Réunion du 18 novembre 2015 à 16h30
Commission des affaires européennes

Photo issue du site de l'Assemblée nationale ou de WikipediaChristophe Caresche, rapporteur :

D'abord, je vais quand même un peu défendre l'Europe puisqu'elle est beaucoup mise en cause aujourd'hui et qu'il y a un doute y compris sur la pérennité de la zone euro. J'ai quand même le sentiment que la Commission européenne, pour ce qui concerne le Semestre européen et ses recommandations, a pas mal évolué. La Commission d'aujourd'hui n'est pas la Commission d'hier. Le discours de la Commission par rapport au budget, par rapport à l'ajustement budgétaire, n'est pas le même. L'impératif de croissance est, je pense, et ce n'est peut-être pas suffisant, beaucoup plus pris en compte aujourd'hui qu'il ne l'était hier.
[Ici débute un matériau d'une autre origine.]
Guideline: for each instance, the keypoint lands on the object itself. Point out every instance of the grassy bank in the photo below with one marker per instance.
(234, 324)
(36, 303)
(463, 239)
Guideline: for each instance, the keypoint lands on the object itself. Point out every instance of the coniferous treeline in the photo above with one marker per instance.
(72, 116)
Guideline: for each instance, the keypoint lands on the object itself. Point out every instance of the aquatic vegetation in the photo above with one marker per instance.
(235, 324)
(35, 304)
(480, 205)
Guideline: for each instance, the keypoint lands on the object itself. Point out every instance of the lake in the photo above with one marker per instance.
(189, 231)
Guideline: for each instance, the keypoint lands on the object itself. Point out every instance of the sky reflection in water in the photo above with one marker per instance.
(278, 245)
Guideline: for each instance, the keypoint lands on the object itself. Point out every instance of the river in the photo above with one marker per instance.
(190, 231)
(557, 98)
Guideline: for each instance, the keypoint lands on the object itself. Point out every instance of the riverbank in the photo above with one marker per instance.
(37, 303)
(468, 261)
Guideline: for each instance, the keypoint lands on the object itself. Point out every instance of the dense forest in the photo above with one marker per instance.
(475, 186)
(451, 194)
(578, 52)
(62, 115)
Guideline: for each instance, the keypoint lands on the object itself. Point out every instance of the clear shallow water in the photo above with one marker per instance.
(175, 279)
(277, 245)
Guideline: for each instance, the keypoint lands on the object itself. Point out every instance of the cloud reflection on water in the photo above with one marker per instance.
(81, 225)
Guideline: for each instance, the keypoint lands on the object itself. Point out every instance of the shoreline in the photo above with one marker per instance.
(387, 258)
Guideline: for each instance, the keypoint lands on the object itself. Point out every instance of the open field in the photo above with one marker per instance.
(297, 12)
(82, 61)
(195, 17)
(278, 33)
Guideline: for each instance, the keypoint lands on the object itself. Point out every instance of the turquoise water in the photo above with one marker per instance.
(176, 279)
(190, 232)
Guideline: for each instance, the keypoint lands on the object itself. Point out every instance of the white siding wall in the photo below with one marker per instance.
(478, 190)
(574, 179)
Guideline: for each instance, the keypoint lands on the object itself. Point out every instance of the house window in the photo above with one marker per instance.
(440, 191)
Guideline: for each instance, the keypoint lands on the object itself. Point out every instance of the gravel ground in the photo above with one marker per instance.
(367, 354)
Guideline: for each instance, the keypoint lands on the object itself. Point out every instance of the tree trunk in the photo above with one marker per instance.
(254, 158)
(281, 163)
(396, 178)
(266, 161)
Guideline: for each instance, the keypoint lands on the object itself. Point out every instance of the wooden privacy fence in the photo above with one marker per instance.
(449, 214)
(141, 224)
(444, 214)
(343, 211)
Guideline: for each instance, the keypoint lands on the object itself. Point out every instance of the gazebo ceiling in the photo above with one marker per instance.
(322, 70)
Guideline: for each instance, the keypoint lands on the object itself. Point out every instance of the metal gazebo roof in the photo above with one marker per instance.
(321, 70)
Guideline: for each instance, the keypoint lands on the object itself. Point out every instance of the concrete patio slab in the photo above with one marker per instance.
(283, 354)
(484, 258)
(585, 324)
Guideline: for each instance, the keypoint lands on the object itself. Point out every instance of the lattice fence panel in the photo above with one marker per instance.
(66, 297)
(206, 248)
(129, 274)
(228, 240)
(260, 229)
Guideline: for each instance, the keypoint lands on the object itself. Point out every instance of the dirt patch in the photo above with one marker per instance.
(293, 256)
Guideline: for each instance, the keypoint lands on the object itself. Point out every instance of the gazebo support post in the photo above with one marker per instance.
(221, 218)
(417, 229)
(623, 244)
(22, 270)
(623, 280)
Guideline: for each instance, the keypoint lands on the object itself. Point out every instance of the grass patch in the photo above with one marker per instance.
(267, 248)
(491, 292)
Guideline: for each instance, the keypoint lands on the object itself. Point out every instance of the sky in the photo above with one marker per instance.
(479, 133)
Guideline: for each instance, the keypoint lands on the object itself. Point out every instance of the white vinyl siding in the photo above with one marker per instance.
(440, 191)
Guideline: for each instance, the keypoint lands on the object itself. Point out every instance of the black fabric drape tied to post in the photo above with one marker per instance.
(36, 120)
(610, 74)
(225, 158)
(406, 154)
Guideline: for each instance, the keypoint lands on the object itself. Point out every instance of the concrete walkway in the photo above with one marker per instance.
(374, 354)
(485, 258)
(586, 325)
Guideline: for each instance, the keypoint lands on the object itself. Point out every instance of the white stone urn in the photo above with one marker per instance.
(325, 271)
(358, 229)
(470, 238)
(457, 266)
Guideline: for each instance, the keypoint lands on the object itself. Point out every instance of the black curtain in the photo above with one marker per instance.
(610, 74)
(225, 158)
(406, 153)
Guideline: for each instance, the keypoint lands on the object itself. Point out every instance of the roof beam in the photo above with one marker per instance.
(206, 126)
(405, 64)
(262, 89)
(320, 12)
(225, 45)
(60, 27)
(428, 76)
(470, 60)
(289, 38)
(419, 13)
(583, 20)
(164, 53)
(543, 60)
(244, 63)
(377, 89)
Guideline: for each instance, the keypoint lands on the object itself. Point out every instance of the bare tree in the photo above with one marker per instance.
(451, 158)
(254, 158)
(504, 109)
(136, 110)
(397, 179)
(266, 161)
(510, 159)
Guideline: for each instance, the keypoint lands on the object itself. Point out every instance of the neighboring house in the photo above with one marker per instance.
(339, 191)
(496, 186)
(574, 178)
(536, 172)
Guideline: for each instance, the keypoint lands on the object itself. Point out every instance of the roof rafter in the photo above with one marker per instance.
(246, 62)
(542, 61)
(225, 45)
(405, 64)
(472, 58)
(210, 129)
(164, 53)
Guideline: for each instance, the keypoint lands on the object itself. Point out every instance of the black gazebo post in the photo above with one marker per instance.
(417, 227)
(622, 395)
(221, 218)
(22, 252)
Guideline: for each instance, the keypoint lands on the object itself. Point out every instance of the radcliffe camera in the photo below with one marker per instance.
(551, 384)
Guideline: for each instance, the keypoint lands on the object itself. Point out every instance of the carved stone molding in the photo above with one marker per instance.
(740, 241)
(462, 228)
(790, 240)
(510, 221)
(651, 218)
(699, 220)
Sur ce plan-là, les recommandations, les mesures, même si elles sont très techniques, vont plutôt dans le sens que vous souhaitez, c'est-à-dire d'une meilleure coordination, et avec une idée simple, c'est que l'on ne va pas aligner tous les pays sur l'Allemagne. Cela ne marche pas et cela ne marchera pas. Je pense que les gens réalistes en ont conscience et qu'il faut trouver effectivement des voies qui permettent de s'adapter aux caractéristiques nationales. La vraie question, c'est de savoir si l'on va assez vite. C'est toujours la même chose : on a l'impression d'avoir un gros paquebot, avec beaucoup d'inertie, qui réagit souvent très tardivement, qui arrive à éviter l'écueil et c'est un peu miraculeux. Ce qu'il faudrait, c'est qu'il y ait sans doute beaucoup plus d'anticipation et de capacité de réaction. Il est vrai que pour l'instant il y a encore un certain nombre de doutes, mais ce qui est proposé va plutôt dans le bon sens.